1964 – The first edition of the BBC TV show Top Of The Pops was transmitted from an old church hall in Manchester, England. Acts miming to their latest releases included The Rolling Stones, (I Wanna Be Your Man), The Dave Clark Five, (Glad All Over), The Hollies, (Stay), and The Swinging Blue Jeans, (Hippy Hippy Shake). The first song played was Dusty Springfield’s ‘I Only Want To Be With You’. Also featured on disc and film, The Beatles (I Want to Hold Your Hand), Freddie & the Dreamers, Cliff Richard and the Shadows and Gene Pitney.
2007 – Queen beat The Beatles to be crowned greatest British band of all time by BBC Radio 2 listeners in the UK.They pipped the Fab Four in a live contest, trouncing other finalists The Rolling Stones, Oasis and Take That.The bands were judged on song-writing, lyrics, live performances, originality and showmanship.More than 20,000 listeners voted by email, text and phone.
2009 – According to official UK sales figures Duffy’s debut album Rockferry came top of the year-end chart, with 1.685 million copies sold. Take That had the second biggest seller with The Circus, Kings of Leon, Only By The Night was third, Spirit by Leona Lewis was fourth and Coldplay had the fifth biggest seller with Viva La Vida. X Factor winner Alexandra Burke had the UK’s top-selling single after her version of Hallelujah sold 888,000 copies in the last two weeks of the year.

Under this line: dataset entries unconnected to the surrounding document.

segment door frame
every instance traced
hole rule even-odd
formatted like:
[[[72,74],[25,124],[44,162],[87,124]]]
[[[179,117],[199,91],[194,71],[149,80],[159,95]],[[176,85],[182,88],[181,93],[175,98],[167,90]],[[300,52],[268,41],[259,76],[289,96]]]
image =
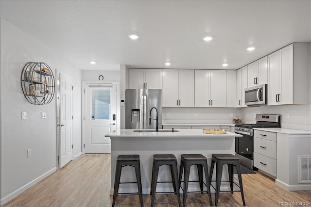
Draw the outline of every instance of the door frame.
[[[59,69],[56,69],[56,170],[59,169],[60,168],[60,161],[59,159],[60,159],[60,155],[59,155],[59,153],[60,152],[60,127],[58,126],[58,125],[60,124],[60,122],[58,120],[60,118],[60,107],[61,104],[59,102],[59,96],[60,95],[60,84],[59,83],[59,74],[63,73],[66,76],[69,77],[70,79],[72,80],[72,87],[73,87],[73,82],[74,79],[73,77],[69,75],[67,73],[64,73]],[[73,92],[72,90],[71,90],[71,98],[73,96]],[[71,109],[72,108],[72,102],[71,102]],[[71,126],[71,128],[73,128],[73,125]],[[71,135],[71,143],[72,143],[72,137]],[[74,155],[73,152],[72,151],[71,153],[71,160],[74,159]]]
[[[119,86],[119,82],[108,82],[108,83],[103,83],[103,82],[101,81],[82,81],[82,121],[81,122],[82,123],[82,140],[81,142],[81,143],[82,143],[82,144],[81,144],[81,151],[82,152],[82,155],[84,155],[85,154],[85,143],[86,143],[86,140],[85,140],[85,101],[86,101],[86,94],[85,94],[85,91],[86,91],[86,84],[96,84],[96,85],[103,85],[103,86],[104,86],[105,85],[107,85],[107,84],[116,84],[116,88],[117,88],[117,114],[116,114],[116,118],[117,118],[117,122],[116,122],[116,125],[117,126],[116,126],[116,129],[120,129],[120,126],[121,126],[121,110],[120,110],[120,86]]]

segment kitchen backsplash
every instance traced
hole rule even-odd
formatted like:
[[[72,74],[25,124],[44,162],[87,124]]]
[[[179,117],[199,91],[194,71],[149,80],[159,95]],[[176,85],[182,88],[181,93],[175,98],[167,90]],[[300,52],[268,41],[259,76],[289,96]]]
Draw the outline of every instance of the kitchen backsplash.
[[[162,123],[166,124],[231,124],[234,118],[242,117],[241,109],[236,108],[164,107],[162,110]]]
[[[255,116],[257,113],[278,113],[281,116],[282,127],[311,130],[310,104],[242,108],[164,107],[162,108],[162,122],[166,124],[229,124],[233,123],[234,118],[241,118],[242,123],[252,124],[256,123]]]
[[[255,113],[278,113],[283,128],[311,130],[311,105],[264,106],[242,109],[244,121],[255,121]]]

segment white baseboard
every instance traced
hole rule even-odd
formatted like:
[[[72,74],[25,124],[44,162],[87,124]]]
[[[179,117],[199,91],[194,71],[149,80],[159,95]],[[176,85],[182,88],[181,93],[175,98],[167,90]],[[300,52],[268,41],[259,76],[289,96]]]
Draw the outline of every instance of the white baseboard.
[[[79,157],[81,155],[82,155],[82,152],[80,152],[79,153],[77,154],[74,156],[73,156],[73,159],[75,159],[76,158],[78,158],[78,157]]]
[[[277,179],[276,179],[276,184],[289,191],[311,191],[311,183],[289,185]]]
[[[42,180],[43,179],[47,177],[48,176],[52,174],[54,172],[56,172],[56,167],[55,167],[51,169],[49,171],[47,172],[43,175],[39,176],[36,178],[29,182],[28,183],[25,185],[24,186],[19,188],[16,191],[11,192],[11,193],[6,195],[4,197],[1,198],[1,199],[0,199],[0,206],[2,206],[4,205],[5,203],[8,202],[11,200],[13,199],[13,198],[14,198],[15,197],[16,197],[16,196],[17,196],[17,195],[18,195],[19,194],[20,194],[20,193],[21,193],[22,192],[26,191],[26,190],[28,189],[29,188],[31,187],[32,186],[33,186],[36,183],[38,183],[40,181]]]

2013 – Ultravox’s 1981 hit ‘Vienna’ was voted the UK’s favourite number two single. The song topped a poll by BBC Radio 2 and the Official Charts Company to find the greatest track to miss out on the number one spot. Vienna was held off by novelty track ‘Shaddup You Face’ by Joe Dolce. ‘Fairytale of New York’ by The Pogues and Kirsty MacColl was voted into second place. Other songs to feature included The Beatles ‘Penny Lane/Strawberry Fields Forever’, The Who’s ‘My Generation’ and Don McLean’s ‘American Pie’.
Today in history
1651 – Charles II was crowned King of Scotland at Scone, a village in Perth and Kinross.

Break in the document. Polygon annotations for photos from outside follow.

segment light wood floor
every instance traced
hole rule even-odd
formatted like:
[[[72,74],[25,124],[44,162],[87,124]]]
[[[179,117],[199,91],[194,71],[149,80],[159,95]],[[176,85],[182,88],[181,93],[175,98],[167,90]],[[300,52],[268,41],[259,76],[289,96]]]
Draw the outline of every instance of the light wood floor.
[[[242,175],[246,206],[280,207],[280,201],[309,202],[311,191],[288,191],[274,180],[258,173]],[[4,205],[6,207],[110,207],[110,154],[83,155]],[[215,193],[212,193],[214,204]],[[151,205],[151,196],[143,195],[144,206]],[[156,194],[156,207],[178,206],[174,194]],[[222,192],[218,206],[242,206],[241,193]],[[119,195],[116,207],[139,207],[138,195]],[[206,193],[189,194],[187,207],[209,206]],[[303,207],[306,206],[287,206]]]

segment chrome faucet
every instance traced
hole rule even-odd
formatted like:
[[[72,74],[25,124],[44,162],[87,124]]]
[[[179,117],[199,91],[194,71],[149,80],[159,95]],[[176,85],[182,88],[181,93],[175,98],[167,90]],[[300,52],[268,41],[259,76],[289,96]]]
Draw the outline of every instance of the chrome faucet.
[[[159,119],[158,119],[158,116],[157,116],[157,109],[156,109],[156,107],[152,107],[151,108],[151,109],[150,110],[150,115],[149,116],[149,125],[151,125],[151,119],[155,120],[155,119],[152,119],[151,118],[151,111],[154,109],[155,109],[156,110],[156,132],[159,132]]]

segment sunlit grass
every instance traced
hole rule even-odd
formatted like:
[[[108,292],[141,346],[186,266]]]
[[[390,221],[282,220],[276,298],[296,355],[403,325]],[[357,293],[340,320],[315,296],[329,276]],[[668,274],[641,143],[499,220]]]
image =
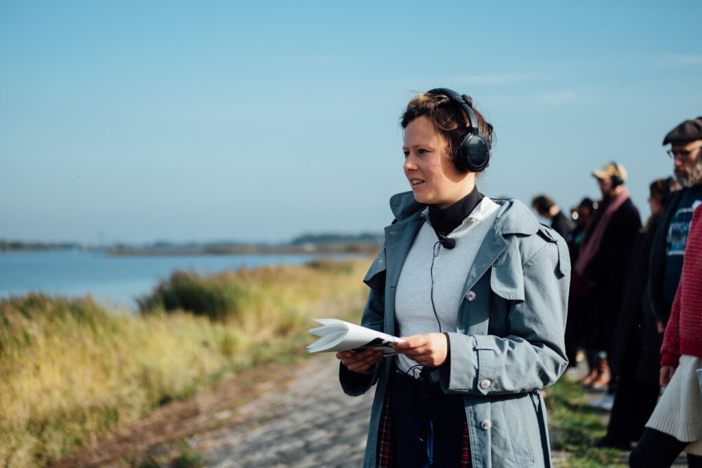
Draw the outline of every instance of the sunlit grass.
[[[0,301],[0,462],[45,464],[237,370],[303,354],[312,319],[357,315],[369,263],[176,272],[136,316],[89,297]]]
[[[569,454],[564,464],[560,466],[567,468],[625,466],[619,463],[619,450],[593,446],[595,441],[604,435],[607,427],[588,404],[579,384],[571,377],[562,377],[546,389],[546,395],[551,449]]]

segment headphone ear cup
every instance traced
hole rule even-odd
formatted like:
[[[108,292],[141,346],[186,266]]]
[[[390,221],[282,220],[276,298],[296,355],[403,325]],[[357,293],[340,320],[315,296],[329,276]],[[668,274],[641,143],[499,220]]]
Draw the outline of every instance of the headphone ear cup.
[[[463,168],[468,172],[479,172],[487,167],[490,161],[490,149],[487,140],[482,133],[469,133],[465,135],[461,145],[461,159],[464,166]]]

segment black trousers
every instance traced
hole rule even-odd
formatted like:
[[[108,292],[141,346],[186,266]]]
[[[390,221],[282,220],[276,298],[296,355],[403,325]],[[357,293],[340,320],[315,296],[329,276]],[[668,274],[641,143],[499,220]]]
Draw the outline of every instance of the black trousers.
[[[665,432],[647,427],[636,448],[629,456],[631,468],[668,468],[688,442],[682,442]],[[689,468],[702,468],[702,457],[687,454]]]
[[[640,354],[640,347],[627,347],[607,424],[609,437],[625,442],[641,438],[661,391],[658,385],[637,380]]]
[[[391,373],[395,466],[460,467],[465,420],[463,396],[446,394],[438,382],[429,385],[397,369]]]

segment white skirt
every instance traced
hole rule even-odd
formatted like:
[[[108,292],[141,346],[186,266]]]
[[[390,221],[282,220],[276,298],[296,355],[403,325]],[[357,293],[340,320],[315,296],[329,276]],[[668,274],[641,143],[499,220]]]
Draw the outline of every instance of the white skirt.
[[[647,427],[665,432],[682,442],[690,442],[685,452],[702,455],[702,391],[697,369],[702,359],[683,354]]]

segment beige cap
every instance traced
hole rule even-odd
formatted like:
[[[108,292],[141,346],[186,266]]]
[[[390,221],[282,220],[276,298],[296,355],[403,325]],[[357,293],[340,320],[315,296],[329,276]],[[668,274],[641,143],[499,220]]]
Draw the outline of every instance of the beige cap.
[[[609,179],[613,177],[619,177],[622,182],[626,181],[626,169],[621,164],[617,164],[614,161],[607,163],[601,168],[592,171],[592,175],[598,179]]]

1660 – Samuel Pepys began writing the Diary which he kept for nine years, writing in an early form of shorthand.
1766 – The death in Rome of ‘the Old Pretender’, James Stuart, father of Bonnie Prince Charlie. He is buried in the crypt of St. Peter’s Basilica at the Vatican.

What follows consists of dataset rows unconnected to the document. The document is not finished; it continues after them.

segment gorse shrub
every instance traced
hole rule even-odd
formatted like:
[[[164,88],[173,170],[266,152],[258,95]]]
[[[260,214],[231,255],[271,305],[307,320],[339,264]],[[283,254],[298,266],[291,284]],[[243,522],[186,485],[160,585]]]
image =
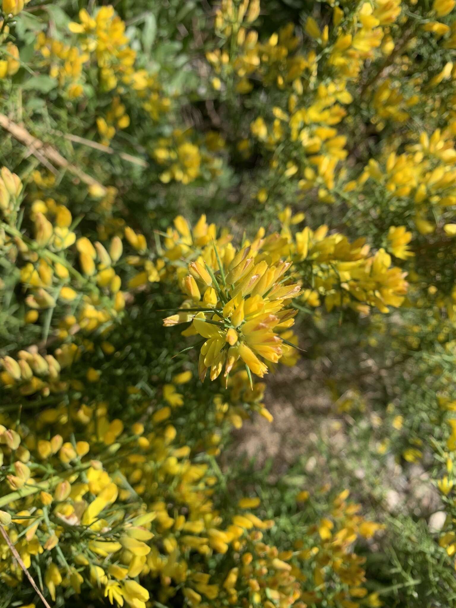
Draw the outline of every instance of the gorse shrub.
[[[454,605],[455,5],[3,0],[0,607]]]

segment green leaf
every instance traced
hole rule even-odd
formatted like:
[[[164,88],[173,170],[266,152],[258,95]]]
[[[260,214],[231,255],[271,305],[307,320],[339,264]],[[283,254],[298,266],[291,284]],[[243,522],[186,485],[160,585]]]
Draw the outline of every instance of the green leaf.
[[[32,13],[22,11],[21,18],[16,22],[16,33],[19,38],[24,38],[26,32],[41,32],[45,30],[46,24]]]
[[[153,13],[148,13],[144,17],[144,29],[142,30],[142,46],[146,55],[150,55],[152,45],[157,34],[157,20]]]
[[[33,41],[26,46],[23,46],[19,52],[19,57],[22,63],[29,63],[33,57],[36,40],[33,36]]]
[[[57,81],[54,78],[41,74],[32,76],[22,85],[24,91],[38,91],[40,93],[49,93],[57,86]]]
[[[66,13],[55,4],[47,4],[46,10],[49,13],[49,16],[55,24],[58,30],[66,30],[68,27],[68,24],[71,19]]]

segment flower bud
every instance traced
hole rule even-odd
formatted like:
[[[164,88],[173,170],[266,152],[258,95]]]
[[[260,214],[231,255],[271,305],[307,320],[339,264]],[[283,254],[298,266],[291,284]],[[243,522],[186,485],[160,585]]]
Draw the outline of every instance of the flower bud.
[[[202,281],[208,286],[212,285],[212,278],[206,269],[199,262],[190,262],[188,271],[197,281]]]
[[[0,170],[0,175],[6,187],[6,189],[12,196],[17,196],[22,190],[22,182],[18,175],[12,173],[9,169],[2,167]]]
[[[2,9],[5,15],[16,15],[24,8],[24,0],[3,0]]]
[[[123,250],[122,239],[119,237],[114,237],[111,241],[109,247],[109,255],[111,259],[115,263],[120,258]]]
[[[21,379],[21,368],[15,359],[7,355],[6,357],[0,359],[0,362],[8,373],[13,376],[15,380]]]
[[[55,486],[54,498],[56,500],[66,500],[69,496],[71,492],[71,486],[69,482],[64,479]]]

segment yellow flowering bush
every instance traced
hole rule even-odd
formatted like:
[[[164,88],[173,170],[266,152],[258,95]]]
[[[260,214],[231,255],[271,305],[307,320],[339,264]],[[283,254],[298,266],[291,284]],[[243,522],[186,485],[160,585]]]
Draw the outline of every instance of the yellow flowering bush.
[[[455,6],[3,0],[0,608],[453,604]]]

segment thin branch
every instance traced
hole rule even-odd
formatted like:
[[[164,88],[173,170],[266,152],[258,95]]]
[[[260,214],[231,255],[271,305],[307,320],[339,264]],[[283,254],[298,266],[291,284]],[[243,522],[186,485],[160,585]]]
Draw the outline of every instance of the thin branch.
[[[43,143],[36,137],[34,137],[26,129],[24,129],[22,126],[19,126],[19,125],[16,125],[12,120],[10,120],[7,116],[2,114],[0,114],[0,126],[3,127],[6,131],[9,131],[18,141],[27,146],[32,154],[35,154],[37,151],[39,151],[39,154],[41,154],[42,156],[46,157],[48,161],[54,163],[54,165],[57,165],[63,169],[67,170],[88,185],[97,185],[100,188],[103,188],[103,186],[99,182],[97,182],[96,179],[91,177],[90,175],[88,175],[87,173],[85,173],[83,171],[77,167],[72,165],[71,163],[69,162],[66,158],[64,158],[52,146],[48,143]],[[41,161],[40,156],[36,154],[35,154],[35,156]]]
[[[43,603],[44,604],[44,606],[46,606],[46,608],[50,608],[50,606],[49,606],[49,604],[46,601],[46,598],[43,596],[43,593],[41,592],[41,591],[40,590],[40,589],[38,588],[38,586],[36,586],[36,583],[35,582],[35,581],[32,578],[32,575],[30,573],[30,572],[27,569],[27,568],[26,568],[26,565],[25,565],[24,562],[21,559],[21,556],[18,553],[18,551],[17,551],[17,550],[16,549],[16,547],[14,546],[14,545],[13,544],[13,543],[11,542],[11,539],[8,536],[8,533],[7,533],[6,530],[4,528],[3,526],[0,525],[0,532],[1,532],[2,536],[5,539],[5,541],[6,541],[7,545],[8,545],[8,547],[9,547],[10,551],[11,551],[11,553],[13,554],[13,555],[15,556],[15,558],[17,560],[18,564],[19,565],[19,566],[21,567],[21,568],[22,568],[22,569],[24,571],[24,573],[25,574],[26,576],[27,576],[27,578],[30,581],[30,584],[32,585],[32,586],[33,587],[33,588],[35,589],[35,590],[36,592],[36,593],[38,593],[38,596],[40,596],[40,599],[41,600],[41,601],[43,602]]]
[[[98,143],[97,142],[92,142],[91,139],[86,139],[85,137],[80,137],[78,135],[72,135],[71,133],[62,133],[56,131],[55,133],[70,142],[75,143],[82,143],[85,146],[93,148],[94,150],[100,150],[100,152],[105,152],[106,154],[117,154],[124,161],[128,162],[133,162],[135,165],[139,165],[140,167],[147,168],[149,166],[148,162],[143,159],[139,158],[137,156],[133,156],[132,154],[127,154],[126,152],[116,152],[109,146],[103,145],[103,143]]]

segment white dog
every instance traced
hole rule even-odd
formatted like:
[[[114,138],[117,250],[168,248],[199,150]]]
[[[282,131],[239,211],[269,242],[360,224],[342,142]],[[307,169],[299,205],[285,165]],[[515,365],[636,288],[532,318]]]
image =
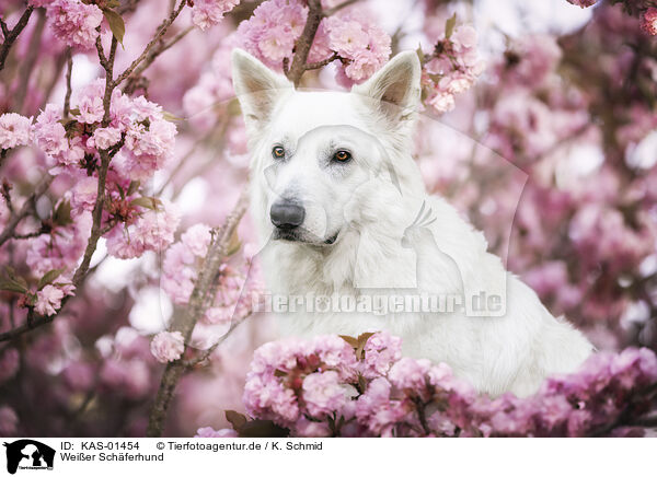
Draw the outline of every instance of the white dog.
[[[420,66],[402,53],[349,93],[302,92],[234,50],[252,153],[252,216],[273,293],[457,298],[446,310],[290,310],[288,335],[385,329],[404,354],[446,362],[482,393],[534,393],[592,350],[489,254],[483,234],[428,197],[410,151]],[[472,303],[477,296],[486,304]],[[482,299],[483,296],[483,299]],[[414,302],[417,304],[417,302]],[[480,303],[481,305],[481,303]],[[345,307],[347,309],[347,307]]]

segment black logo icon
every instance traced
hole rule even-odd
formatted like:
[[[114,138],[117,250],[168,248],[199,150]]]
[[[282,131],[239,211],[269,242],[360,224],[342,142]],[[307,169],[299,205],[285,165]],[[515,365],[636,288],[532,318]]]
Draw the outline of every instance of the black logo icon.
[[[55,450],[32,439],[21,439],[7,447],[7,472],[15,474],[16,469],[53,469]]]

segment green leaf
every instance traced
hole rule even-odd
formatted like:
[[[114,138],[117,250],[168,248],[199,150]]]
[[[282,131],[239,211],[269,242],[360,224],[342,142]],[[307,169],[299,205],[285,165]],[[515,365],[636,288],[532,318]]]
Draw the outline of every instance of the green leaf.
[[[110,30],[112,30],[112,34],[116,37],[120,46],[123,46],[123,37],[126,34],[126,24],[120,18],[118,13],[114,10],[103,10],[103,15],[105,15],[105,20],[110,24]]]
[[[56,268],[55,270],[46,271],[46,274],[38,280],[37,289],[43,289],[46,284],[53,283],[57,277],[61,275],[64,268]]]
[[[424,66],[424,63],[425,63],[425,57],[424,57],[424,51],[422,50],[422,45],[417,47],[417,49],[415,50],[415,53],[417,54],[417,58],[419,58],[419,63],[422,66]]]
[[[290,431],[272,421],[256,419],[242,426],[239,434],[240,438],[287,438]]]
[[[246,423],[246,416],[234,410],[227,410],[226,420],[231,423],[235,431],[240,432],[240,429]]]
[[[445,37],[449,38],[452,33],[454,33],[454,26],[457,25],[457,13],[454,12],[447,22],[445,22]]]
[[[358,348],[358,338],[347,335],[339,335],[339,337],[347,341],[354,349]]]
[[[372,336],[373,333],[364,333],[358,336],[358,347],[356,348],[356,358],[365,359],[365,345],[367,345],[367,340]]]
[[[130,186],[128,187],[128,191],[126,195],[131,196],[139,188],[139,181],[130,181]]]
[[[53,214],[53,221],[57,225],[62,226],[73,223],[73,220],[71,219],[71,202],[68,200],[62,200],[59,202],[59,206],[57,206],[57,209]]]
[[[27,288],[23,287],[16,280],[12,280],[11,278],[2,278],[0,279],[0,290],[25,293]]]
[[[182,121],[185,119],[182,117],[177,117],[176,115],[174,115],[173,113],[169,113],[168,110],[162,112],[162,117],[168,121]]]

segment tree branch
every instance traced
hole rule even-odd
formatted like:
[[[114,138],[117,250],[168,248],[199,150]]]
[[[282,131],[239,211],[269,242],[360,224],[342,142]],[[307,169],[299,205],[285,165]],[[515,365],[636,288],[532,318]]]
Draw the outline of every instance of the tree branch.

1773 – The hymn that became known as “Amazing Grace”, was first used to accompany a sermon, led by John Newton in the town of Olney, Buckinghamshire.
1818 – The publication of Mary’s Shelley’s book ‘Frankenstein’, frequently called the world’s first science fiction novel.
Fact of the day
Avocados were named after reproductive organs. Indigenous people of Mexico and Central America used the Nahuatl word āhuacatl to mean both “testicles” and “avocado.” The fruits were originally marketed as “alligator pears” in the United States until the current name stuck.